= Harvey Hicks =

Canadian politician

Harvey Elgin Hicks (June 2, 1865 - February 17, 1940) was a physician and political figure in Manitoba. He represented Lansdowne from 1903 to 1907 in the Legislative Assembly of Manitoba as a Conservative.

==Background==
Born in Milford, Prince Edward County, Canada West, Hicks came to Manitoba in 1891 and studied at Manitoba Medical College. While pursuing his studies there, he also taught school near Griswold, Manitoba. He graduated in 1897 and set up practice in Griswold. Hicks was defeated by Tobias Norris when he ran for reelection to the Manitoba assembly in 1907.

==Britain==
After his term in the assembly, Hicks did post-graduate work in Britain. In 1910, he joined the staff of the Brandon Mental Hospital and, in 1915, he became superintendent for the facility.
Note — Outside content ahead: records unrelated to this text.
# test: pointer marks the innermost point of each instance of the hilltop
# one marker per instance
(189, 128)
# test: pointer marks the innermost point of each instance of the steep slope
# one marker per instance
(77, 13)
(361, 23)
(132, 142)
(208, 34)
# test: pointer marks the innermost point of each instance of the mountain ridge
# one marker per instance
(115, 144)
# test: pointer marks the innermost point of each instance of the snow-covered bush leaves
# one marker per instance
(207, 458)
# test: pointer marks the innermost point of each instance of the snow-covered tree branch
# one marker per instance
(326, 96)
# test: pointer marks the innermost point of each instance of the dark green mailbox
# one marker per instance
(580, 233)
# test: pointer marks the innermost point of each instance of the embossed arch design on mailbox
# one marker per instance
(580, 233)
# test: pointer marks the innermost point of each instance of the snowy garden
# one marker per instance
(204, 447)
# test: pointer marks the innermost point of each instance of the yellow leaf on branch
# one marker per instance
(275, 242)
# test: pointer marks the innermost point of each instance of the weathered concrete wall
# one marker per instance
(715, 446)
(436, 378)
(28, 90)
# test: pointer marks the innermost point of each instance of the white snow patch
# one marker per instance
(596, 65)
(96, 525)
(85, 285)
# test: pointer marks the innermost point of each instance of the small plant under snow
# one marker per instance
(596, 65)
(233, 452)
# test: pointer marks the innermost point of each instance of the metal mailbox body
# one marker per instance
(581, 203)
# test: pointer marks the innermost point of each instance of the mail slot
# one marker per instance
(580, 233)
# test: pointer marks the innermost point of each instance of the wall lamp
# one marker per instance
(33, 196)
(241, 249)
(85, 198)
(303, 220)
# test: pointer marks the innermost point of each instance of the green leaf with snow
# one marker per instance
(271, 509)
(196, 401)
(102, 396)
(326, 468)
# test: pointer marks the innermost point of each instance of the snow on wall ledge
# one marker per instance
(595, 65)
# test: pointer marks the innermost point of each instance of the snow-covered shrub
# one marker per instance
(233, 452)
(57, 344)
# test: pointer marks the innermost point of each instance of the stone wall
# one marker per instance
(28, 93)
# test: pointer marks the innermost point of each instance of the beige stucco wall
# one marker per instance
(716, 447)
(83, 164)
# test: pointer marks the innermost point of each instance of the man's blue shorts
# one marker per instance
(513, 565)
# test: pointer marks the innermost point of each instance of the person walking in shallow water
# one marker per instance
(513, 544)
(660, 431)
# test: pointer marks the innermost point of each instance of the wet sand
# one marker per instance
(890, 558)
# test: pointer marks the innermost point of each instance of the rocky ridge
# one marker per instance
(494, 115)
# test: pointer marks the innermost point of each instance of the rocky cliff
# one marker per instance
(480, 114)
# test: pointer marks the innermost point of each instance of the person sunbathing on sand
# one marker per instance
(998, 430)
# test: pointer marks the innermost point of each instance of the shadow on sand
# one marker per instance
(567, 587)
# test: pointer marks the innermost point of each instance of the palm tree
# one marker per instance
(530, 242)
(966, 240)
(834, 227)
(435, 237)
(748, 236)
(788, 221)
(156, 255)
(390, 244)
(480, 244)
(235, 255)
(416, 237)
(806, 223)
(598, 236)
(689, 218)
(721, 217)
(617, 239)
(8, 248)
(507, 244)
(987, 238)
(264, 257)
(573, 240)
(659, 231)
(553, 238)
Despite his age, he was allowed to serve in the Canadian Armed Forces near the end of World War I. After the war, Hicks returned to practice in Griswold until his retirement in 1926. He ran again unsuccessfully for the Lansdowne seat in 1920 and again in a 1928 by-election, and in Rockwood in 1922.

==Hicks's Passing==
Hicks died at home in Griswold and was buried in Brandon.